Trabalhamos mais e recebemos menos

O poder de compra, em Portugal, é 20 por cento inferior ao da média registada na União Europeia e os salários são 40 por cento mais baixos, anunciou a Organização para a Cooperação e Desenvolvimento da Europa, OCDE. Em 1995, um cabaz com produtos básicos custava, em Portugal, 77 euros, enquanto o mesmo valia 100 euros na União Europeia, onde os salários são, em média, bem superiores aos por cá praticados. Segundo o gabinete de estatísticas da União Europeia, Eurostat, os portugueses pagam, actualmente, 82 euros pelo mesmo cabaz.
Portugal está entre os países da União Europeia onde os trabalhadores se reformam mais tarde. Em média, os homens jubilam-se aos 64 anos e 2 meses, enquanto, em Espanha, por exemplo, a reforma chega dois anos mais cedo. Mais tarde do que os portugueses só se reformam os irlandeses, os cipriotas e os estónios. A média da idade de reforma, nos 25 países é de 60 anos e sete meses.
As mulheres portuguesas são as terceiras da UE a reformarem-se mais tarde, pouco depois dos 61 anos, quando a média é de quase menos três anos. Portugal é o país com maior diferença na idade de reforma entre mulheres e homens.


PS e CDS apoiam o Governo

Na última sessão legislativa parlamentar o PSD aprovou mais de metade das propostas levadas pelo Governo à Assembleia da República, revelou o Diário de Notícias.
Entre Setembro de 2006 e o mês passado, o Governo aprovou 61 diplomas, 34 deles com o aval do PSD.
Ao PSD segue-se o CDS-PP, que aprovou 23 propostas de Lei do PS e absteve-se noutras 21.
Rejeitando a política de direita do Governo, o PCP reprovou 37 das mesmas propostas e votou favoravelmente apenas 13. O BE rejeitou 36 dos diplomas e aprovou 14, enquanto o Partido Ecologista “Os Verdes” rejeitou 36 e aprovou 12.


Nem a freira escapou

No Estado norte-americano do Tenessee, uma freira de 70 anos foi detida e condenada a 20 dias de prisão por ter participado numa manifestação diante de um laboratório norte-americano de armas nucleares, na passagem do 62.º aniversário do ataque nuclear a Hiroxima, no dia 6. Elizabeth Ann Lentsch foi condenada por ter participado numa manifestação com mais 200 pessoas que obstruíram uma estrada diante dos laboratórios nucleares de Oak Ridge. Há 20 anos que esta manifestação ocorre, no mesmo local, porque ali foram desenvolvidos trabalhos de construção da bomba atómica. Por semelhantes actos de «desobediência civil», a religiosa já tinha cumprido penas de dois e seis meses em prisões federais.

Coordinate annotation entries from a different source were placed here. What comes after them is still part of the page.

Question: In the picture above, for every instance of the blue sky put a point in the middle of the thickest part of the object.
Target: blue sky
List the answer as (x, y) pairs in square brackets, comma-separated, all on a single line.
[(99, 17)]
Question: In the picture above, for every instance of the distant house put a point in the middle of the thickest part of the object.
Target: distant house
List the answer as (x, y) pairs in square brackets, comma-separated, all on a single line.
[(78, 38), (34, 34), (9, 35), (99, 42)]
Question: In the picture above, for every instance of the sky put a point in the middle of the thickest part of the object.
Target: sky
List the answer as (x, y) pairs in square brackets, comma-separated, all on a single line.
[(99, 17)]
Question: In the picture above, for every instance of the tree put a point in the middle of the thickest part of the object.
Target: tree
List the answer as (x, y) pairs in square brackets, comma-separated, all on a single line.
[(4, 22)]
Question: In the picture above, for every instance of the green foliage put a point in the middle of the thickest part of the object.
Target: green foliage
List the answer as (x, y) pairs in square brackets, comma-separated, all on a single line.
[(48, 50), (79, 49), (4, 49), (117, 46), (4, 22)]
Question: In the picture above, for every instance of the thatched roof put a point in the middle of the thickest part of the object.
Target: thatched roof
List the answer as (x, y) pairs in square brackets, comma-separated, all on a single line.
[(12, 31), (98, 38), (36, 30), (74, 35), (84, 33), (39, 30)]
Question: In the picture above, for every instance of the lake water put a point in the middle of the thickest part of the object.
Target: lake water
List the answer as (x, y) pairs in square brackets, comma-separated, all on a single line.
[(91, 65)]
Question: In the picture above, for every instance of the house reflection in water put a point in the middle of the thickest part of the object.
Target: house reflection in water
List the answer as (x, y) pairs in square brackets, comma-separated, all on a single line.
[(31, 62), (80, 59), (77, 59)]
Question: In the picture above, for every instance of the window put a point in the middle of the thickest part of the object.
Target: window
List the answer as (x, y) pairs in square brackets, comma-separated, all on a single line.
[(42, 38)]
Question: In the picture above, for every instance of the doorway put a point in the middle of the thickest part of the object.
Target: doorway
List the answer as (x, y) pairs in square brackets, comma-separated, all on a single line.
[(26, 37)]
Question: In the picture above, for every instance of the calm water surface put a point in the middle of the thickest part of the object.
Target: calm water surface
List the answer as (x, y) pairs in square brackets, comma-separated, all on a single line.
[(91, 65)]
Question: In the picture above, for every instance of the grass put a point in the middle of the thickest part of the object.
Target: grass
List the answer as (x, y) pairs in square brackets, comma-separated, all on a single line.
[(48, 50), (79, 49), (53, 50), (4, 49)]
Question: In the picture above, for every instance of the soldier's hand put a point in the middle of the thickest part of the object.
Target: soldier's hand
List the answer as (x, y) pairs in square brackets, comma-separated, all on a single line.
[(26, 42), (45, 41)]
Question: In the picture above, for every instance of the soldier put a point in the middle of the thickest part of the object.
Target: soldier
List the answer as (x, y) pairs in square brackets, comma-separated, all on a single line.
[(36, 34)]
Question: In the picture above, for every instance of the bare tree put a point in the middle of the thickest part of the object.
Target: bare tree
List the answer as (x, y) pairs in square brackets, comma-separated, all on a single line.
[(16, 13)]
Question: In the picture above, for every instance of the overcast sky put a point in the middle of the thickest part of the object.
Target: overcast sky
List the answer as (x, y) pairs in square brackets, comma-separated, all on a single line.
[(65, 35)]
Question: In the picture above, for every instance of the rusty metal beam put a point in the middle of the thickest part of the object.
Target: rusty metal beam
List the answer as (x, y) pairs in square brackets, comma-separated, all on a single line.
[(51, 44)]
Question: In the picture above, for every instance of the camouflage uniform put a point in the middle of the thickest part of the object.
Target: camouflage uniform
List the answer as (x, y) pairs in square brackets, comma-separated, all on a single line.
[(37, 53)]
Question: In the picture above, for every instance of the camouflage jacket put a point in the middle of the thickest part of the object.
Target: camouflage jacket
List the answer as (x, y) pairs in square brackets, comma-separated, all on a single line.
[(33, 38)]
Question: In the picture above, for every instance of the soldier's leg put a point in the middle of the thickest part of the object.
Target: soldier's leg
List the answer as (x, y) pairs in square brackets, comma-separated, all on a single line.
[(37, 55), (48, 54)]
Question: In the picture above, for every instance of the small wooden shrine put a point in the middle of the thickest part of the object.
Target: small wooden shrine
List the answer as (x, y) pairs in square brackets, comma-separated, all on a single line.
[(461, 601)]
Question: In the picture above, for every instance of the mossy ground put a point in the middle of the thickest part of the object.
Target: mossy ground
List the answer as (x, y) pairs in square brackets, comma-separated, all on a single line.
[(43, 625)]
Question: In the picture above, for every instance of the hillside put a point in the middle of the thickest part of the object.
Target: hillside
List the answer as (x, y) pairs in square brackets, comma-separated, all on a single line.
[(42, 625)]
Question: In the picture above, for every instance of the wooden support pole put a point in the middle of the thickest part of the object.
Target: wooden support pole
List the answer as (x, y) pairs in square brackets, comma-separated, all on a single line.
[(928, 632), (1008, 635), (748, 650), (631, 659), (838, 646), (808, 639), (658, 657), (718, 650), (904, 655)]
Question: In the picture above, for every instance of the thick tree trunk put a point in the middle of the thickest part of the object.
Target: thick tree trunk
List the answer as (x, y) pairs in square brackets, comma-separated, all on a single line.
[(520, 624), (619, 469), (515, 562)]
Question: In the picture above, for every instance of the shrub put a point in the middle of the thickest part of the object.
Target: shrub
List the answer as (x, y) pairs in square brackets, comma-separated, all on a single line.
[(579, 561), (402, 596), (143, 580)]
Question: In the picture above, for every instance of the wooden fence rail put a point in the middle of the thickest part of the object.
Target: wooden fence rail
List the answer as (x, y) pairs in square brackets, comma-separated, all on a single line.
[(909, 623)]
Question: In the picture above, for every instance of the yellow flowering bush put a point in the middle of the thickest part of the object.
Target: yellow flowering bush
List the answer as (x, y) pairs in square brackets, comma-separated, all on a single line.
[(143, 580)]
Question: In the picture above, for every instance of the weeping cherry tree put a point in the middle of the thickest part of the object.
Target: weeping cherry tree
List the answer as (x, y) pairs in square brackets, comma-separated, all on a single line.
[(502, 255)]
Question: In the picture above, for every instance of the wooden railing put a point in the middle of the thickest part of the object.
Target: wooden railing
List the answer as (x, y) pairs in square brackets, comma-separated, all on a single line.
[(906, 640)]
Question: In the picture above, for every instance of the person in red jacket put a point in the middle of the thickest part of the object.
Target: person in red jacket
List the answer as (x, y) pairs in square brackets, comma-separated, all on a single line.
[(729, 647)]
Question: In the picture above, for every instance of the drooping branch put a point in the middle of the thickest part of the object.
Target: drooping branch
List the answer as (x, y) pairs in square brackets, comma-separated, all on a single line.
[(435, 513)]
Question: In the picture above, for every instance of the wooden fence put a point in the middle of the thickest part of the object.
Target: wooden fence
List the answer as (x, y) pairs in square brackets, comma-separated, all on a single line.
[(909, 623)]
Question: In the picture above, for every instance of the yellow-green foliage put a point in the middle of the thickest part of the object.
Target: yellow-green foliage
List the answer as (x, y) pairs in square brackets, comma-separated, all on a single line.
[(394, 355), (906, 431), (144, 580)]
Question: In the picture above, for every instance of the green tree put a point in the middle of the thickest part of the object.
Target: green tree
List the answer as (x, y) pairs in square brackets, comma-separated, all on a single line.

Marinha Grande contra fecho do SAP

O Presidente da Câmara Municipal da Marinha Grande, João Duarte contestou, dia 8, o encerramento do Serviço de Atendimento Permanente, comunicado pela Sub-região de Saúde de Leiria. Segundo o edil do Município de maioria CDU, em causa está a suspensão do atendimento durante a noite. Um ofício da Sub-região agora conhecido revela que a reconversão prevista não prevê o atendimento nocturno que até agora tem garantido assistência à população. Em declarações à Lusa, o eleito da CDU considerou que a decisão «é uma regressão dos cuidados de saúde prestados», à semelhança do que está a acontecer noutros concelhos. Em Maio, centenas de utentes manifestaram-se nas ruas contra esta eventualidade e foi subscrito um abaixo-assinado de rejeição com mais de cinco mil assinaturas. Segundo o movimento dos utentes, três mil marinhenses também não têm médico de família.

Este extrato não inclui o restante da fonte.